2. Kebijakan-kebijakan
yang berpihak pada petani baik kebijakan bersifat insentif (perlindungan
melalui kebijakan tarif) maupun domestic
support berupa subsidi input, pengembangan infrastruktur pertanian di
pedesaan, infrastruktur pemasaran, penelitian dan pengembangann serta kemudahan
eksport.
3. Peningkatan
akses pelaku agribisnis terhadap pembiayaan usaha agribisnis. Salah satu
hambatan pokok petani Indonesia dalam mengembangkan usaha pertanian yang
berdaya saing adalah terbatasnya modal dan lemahnya akses terhadap sumber daya
permodalan. Dalam upaya mengatasi permodalan petani, perlu dikembangkan
Penguatan Modal Usaha Kelompok (PMUK), serta mewujudkan lembaga keuangan mikro
di pedesaan yang tidak mensyaratkan adanya collateral, dengan memanfaatkan
sumber dana yang berasal dari program-program pemerintah. Hal ini juga harus
disertai dengan kegiatan pengembangan kelembagaan petani, dan peningkatan
kualitas SDM petani/kelompok usaha.
4. Peningkatan
akses terhadap informasi pasar. Pemasaran produk pertanian merupakan aspek
penting dalam pengembangan agribisnis yang berdaya saing. Dengan demikian, guna
mengembangkan usaha agribisnis perlu ditempuh kegiatan-kegiatan yang mampu
mendorong peningkatan pemasaran produk-produk pertanian baik dalam bentuk bahan
mentah/segar maupun dalam bentuk hasil olahan.
5. Mempercepat
penyampaian inovasi teknologi pertanian ke pelaku agribisnis. Pengembangan
agribisnis perlu didukung oleh teknologi sehingga diseminasi inovasi teknologi
harus dipercepat agar dapat memberikan hasil yang optimal.
6. Peningkatan
kapasitas usaha pelaku agribisnis dan mutu produk. Untuk mengurangi kehilangan,
meningkatkan mutu hasil dan nilai tambah produk pertanian serta penanganan
pemasaran perlu dikembangkan dalam hal sarana penanganan pasca panen dan
pengolahan hasil, pembinaan-pembinaan dan pelatihan-pelatihan bagi pelau usaha
agribisnis/kelompok usaha.
7. Penguatan
lembaga penyuluh pertanian. Dalam rangka revitalisasi penyuluhan maka kegiatan
diarahkan pada pengembangan dan pemetaan lembaga penyuluhan, pelatihan dan
pendampingan, penumbuhan tenaga penyuluh kontrak/swakarsa serta perbaikan
metodologi penyuluhan di era otonomi daerah.
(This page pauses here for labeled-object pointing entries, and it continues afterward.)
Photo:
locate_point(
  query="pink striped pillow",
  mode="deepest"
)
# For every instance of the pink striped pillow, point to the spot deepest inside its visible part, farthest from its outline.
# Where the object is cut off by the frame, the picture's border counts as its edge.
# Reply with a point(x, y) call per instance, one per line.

Di tingkat pedesaan perlu dikembangkan “village centre for agribusiness” yang merupakan pusat pelayanan
informasi dan teknologi.
BAB IV.
PENUTUP
1. Kesimpulan
a. Sektor
pertanian masih menjadi salah satu sektor strategis dalam perekonomian
Indonesia, yang ditunjukkan oleh kontribusinya terhadap PDRB Kabupaten
Simalungun. Selain itu peran sektor pertanian dalam penyerapan tenaga kerja
sebesar 59%(235.460 orang ) yang bekerja pada sektor pertanian. adapun besarnya kontribusi sektor pertanian terhadap penyerapan
tenaga kerja tersebut mengindikasikan bahwa sektor pertanian masih bersifat
padat karya (labor intensive) dan
berimplikasi pada rendahnya produktivitas sektor pertanian.
b. Peranan
baru sektor pertanian sekarang ini dapat diletakkan dalam kerangka “3 F contribution in the economy”, yaitu food (pangan), feed (pakan) dan fuel
(bahan bakar). Peranan pertanian kaitannya dengan “food” adalah sektor pertanian menjadi leading sector dalam
pembangunan ketahanan pangan. Artinya peranan sektor pertanian sangat
menentukan terwujudnya sumberdaya manusia (SDM) yang berkualitas. Kaitannya
dengan “feed” adalah sektor pertanian
memiliki peranan sebagai pemasok terbesar bahan baku utama pakan ternak. selama
beberapa tahun terakhir ini, jagung digunakan sebagai penghasil sumber energi
terbarukan (renewable) untuk
keperluan bahan bakar (fuel). Hal ini
menunjukkan bahwa sektor pertanian telah berperan sebagai penghasil energy (biofuel).
c. Daya
saing (competitiveness) dapat ditinjau dari banyak perspektif. Daya saing dapat
diartikan dalam perspektif konsep keunggulan komparatif (comparative advantage) dari Ricardo yang merupakan konsep ekonomi. Sementara
itu, daya saing juga dapat diartikan dalam perspektif keunggulan kompetitif (competitive advantage). Konsep
keunggulan kompetitif ini bukan merupakan konsep ekonomi semata, tetapi juga
merupakan konsep politik dan atau konsep bisnis yang digunakan sebagai dasar
bagi banyak analisis strategis untuk meningkatkan kinerja industri.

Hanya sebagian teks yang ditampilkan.